TOKYO -- Remains believed to be those of three U.S. servicemen killed in the Korean War were to be flown this morning to Hawaii for identification, which is expected to take several months, U.S. military officials said.

North Korean authorities handed over the remains to U.S. officials in Pyongyang, and the caskets were flown to Yokota Air Base, a U.S. military facility 20 miles west of Tokyo.

A U.N.-organized repatriation ceremony, including an honor guard and chaplain's prayer, was held at Yokota.

The last North Korean hand-over of remains believed to belong to U.S. servicemen was last month.

About 8,200 U.S. servicemen are still listed as missing from the 1950-53 Korean War. The United States has recovered remains believed to be those of 42 Americans since 1996.

Police, Fire, Courts


By Star-Bulletin staff

Honolulu Police Department Crimestoppers

Homicide probe opened at Kuhio Park Terrace

Police have opened a murder investigation into the death of a man who was found critically injured in the parking lot of Kuhio Park Terrace early Wednesday morning.

Efnet Haro, 45, was found unconscious with severe head injuries in the parking lot of Building A at 2:30 a.m., police said. He was taken to Queen's Hospital in critical condition. He died there 12 hours later.

Man, 49, allegedly stabs former girlfriend, 34

Police arrested a 49-year-old man yesterday for allegedly stabbing a former girlfriend, 34, at his Kalihi apartment.

Police said the two live in the same Bannister Street apartment complex, and he was angry because she refused to continue their relationship.

He pulled her into his unit at about 11 a.m. yesterday and stabbed her twice in the chest with a knife, police said.

The woman was reported in stable condition at Queen's Hospital.

Maui motorcyclist critical after broadsiding car

WAILUKU -- A 29-year-old man was in critical condition today at Maui Memorial Hospital after the motorcycle he was driving struck a car broadside in Kula.

Craig W. Diego of Pukalani was traveling north on Lower Kula Road when a car turned into his path at Waipoli Road at about 2:18 p.m. yesterday, police said.

Police said the car was driven by an 88-year-old Kula man.

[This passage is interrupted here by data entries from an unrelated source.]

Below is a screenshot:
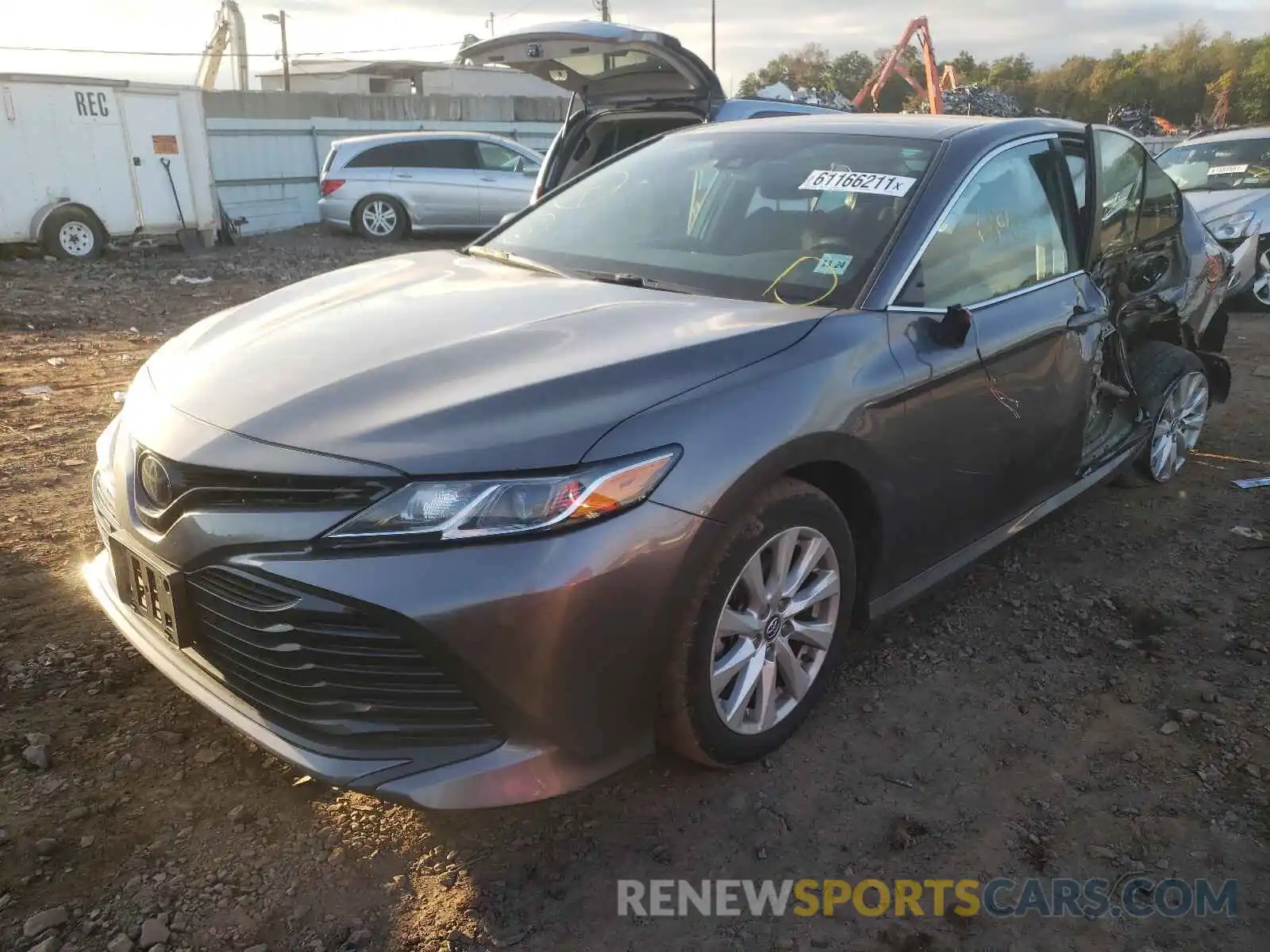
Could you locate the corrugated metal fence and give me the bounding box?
[203,93,565,233]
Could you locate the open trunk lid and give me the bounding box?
[461,21,726,108]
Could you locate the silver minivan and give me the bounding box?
[318,132,542,241]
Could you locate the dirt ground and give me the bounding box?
[0,231,1270,952]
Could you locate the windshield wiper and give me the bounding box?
[579,271,701,294]
[461,245,572,278]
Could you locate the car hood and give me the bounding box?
[148,251,829,474]
[1183,188,1270,227]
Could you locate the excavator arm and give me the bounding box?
[194,0,248,90]
[851,17,944,114]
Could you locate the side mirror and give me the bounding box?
[931,305,970,347]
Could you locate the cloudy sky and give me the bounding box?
[0,0,1270,95]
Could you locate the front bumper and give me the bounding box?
[85,503,718,808]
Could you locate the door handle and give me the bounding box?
[1067,305,1103,330]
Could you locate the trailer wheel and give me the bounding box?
[40,205,106,262]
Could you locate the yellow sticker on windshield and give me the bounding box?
[799,169,917,197]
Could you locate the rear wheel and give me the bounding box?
[40,205,106,262]
[353,195,410,241]
[659,480,856,766]
[1132,340,1211,482]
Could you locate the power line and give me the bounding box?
[0,40,462,60]
[503,0,538,21]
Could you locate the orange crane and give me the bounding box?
[851,17,956,114]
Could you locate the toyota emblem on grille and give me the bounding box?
[138,453,171,509]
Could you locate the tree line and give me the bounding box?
[738,23,1270,125]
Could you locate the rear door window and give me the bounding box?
[396,138,480,169]
[344,142,405,169]
[1138,157,1183,241]
[476,142,537,171]
[1094,129,1147,254]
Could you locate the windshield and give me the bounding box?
[1156,136,1270,192]
[484,129,937,307]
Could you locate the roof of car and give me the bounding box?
[333,131,533,151]
[1170,125,1270,148]
[703,112,1084,141]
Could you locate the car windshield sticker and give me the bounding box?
[799,169,917,195]
[815,254,851,278]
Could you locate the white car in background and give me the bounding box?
[1156,125,1270,311]
[318,132,542,241]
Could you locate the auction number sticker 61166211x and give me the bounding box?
[799,169,917,197]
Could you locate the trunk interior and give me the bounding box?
[552,109,703,186]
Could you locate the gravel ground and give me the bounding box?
[0,231,1270,952]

Haleiwa man, 48, dies while bodyboarding

A 48-year-old Haleiwa man died yesterday in the waters off Pupukea Beach while bodyboarding in 3- to 5-foot surf.

The man was pulled from the water by a surfer at noon, according to Ocean Safety officials. He was transported to Wahiawa General Hospital where he was pronounced dead.

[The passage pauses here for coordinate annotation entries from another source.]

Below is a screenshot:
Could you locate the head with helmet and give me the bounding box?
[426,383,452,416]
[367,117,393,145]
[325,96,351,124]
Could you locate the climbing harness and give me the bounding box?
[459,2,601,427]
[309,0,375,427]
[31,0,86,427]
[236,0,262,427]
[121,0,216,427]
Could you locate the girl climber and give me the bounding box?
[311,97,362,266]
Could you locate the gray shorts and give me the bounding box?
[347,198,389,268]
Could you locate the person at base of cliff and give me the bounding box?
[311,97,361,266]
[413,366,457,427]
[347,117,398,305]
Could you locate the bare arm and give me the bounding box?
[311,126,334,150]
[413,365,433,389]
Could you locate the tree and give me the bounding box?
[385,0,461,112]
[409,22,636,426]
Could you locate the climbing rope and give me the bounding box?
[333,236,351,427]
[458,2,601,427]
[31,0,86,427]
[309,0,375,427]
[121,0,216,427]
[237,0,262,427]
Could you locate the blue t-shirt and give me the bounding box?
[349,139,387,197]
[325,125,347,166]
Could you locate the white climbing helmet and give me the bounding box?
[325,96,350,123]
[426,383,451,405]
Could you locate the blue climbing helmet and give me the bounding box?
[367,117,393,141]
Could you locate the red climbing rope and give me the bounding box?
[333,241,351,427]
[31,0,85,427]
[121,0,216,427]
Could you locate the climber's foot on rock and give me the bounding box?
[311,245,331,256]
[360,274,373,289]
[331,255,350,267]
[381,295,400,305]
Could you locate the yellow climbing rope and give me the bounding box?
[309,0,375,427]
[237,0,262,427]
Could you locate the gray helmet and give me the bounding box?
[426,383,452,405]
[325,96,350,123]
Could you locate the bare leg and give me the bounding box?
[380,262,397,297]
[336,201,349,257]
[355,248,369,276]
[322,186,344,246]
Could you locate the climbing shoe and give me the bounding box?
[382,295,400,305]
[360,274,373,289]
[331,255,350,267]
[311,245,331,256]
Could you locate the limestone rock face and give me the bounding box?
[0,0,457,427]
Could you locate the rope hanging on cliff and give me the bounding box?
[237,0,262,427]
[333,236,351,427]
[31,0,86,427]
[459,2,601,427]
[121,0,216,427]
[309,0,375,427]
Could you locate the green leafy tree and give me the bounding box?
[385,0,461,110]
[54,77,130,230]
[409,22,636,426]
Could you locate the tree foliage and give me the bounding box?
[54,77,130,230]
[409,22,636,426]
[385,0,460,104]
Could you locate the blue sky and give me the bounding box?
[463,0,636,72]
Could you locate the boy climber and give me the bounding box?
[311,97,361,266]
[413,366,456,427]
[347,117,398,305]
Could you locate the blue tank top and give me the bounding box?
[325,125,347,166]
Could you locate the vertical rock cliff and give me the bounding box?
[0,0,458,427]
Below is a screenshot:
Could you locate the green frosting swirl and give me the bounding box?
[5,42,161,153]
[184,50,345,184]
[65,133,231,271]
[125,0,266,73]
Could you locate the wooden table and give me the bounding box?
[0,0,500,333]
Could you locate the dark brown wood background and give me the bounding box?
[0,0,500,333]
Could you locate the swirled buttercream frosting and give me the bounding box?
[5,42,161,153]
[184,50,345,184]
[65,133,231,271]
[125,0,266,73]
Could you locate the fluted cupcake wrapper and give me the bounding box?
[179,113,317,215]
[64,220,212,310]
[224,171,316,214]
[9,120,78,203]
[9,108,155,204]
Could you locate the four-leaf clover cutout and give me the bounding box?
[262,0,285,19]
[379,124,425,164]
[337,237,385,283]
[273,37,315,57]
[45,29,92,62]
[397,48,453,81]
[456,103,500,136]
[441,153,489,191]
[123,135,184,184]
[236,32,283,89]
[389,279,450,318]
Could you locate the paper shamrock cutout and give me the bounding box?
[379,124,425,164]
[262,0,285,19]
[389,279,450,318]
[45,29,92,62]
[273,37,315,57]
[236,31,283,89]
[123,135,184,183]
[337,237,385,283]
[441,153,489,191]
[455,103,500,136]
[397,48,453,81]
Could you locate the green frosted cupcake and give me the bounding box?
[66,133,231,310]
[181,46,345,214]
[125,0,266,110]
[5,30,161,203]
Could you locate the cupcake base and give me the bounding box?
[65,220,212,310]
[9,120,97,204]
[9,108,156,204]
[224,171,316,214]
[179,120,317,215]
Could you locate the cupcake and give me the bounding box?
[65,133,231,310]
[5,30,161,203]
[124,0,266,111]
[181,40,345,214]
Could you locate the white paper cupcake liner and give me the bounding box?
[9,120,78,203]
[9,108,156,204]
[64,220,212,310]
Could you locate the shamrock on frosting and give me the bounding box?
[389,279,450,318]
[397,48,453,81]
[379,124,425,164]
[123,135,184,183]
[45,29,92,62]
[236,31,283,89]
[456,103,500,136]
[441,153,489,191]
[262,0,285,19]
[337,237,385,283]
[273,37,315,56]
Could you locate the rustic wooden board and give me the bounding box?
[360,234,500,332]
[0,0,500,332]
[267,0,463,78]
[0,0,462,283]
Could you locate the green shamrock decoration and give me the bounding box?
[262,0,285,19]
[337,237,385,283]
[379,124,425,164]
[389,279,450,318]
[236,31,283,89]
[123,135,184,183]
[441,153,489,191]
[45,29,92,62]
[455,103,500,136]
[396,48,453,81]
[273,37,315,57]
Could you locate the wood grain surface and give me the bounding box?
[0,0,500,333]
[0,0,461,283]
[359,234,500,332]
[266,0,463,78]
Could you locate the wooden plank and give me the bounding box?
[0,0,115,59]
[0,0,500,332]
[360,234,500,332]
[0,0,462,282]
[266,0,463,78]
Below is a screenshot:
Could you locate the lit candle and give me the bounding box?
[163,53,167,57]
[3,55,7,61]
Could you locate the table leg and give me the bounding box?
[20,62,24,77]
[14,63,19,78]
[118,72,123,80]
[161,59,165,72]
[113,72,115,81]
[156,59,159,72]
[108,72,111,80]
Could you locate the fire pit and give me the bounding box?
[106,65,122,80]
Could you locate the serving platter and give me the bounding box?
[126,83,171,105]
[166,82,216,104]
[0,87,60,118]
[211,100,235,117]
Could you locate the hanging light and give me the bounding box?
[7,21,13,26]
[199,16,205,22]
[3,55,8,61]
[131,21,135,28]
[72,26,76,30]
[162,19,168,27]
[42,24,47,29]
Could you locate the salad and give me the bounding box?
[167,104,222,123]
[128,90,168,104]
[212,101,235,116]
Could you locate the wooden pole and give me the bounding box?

Police nab two suspects in Waimanalo robbery

A couple was arrested yesterday for allegedly robbing a man of $19.

The man was leaving his job at Waimanalo BBQ when he was approached by the two suspects at 9:45 p.m., police said. The male suspect struck him in the face, and the woman took $19 from his pockets.

They fled but were apprehended in Hawaii Kai.

Police said the victim identified the suspects and told police the two frequent the restaurant.

Woman at Kalihi bus stop is robbed of her purse

Police are searching for three men who robbed a woman of her purse in Kalihi this morning.

The suspects, in a white Honda, drove up to the woman at a bus stop at Gulick and King streets and grabbed her purse at 7:07 a.m., police said. She fell to the ground but was not seriously injured.

Hawaiian Electric Co. workers witnessed the robbery and followed the car but lost sight of it at the Red Hill exit.

The suspect who grabbed the purse is described as 18 to 20 years old, 5 feet 8 inches tall with bleached hair.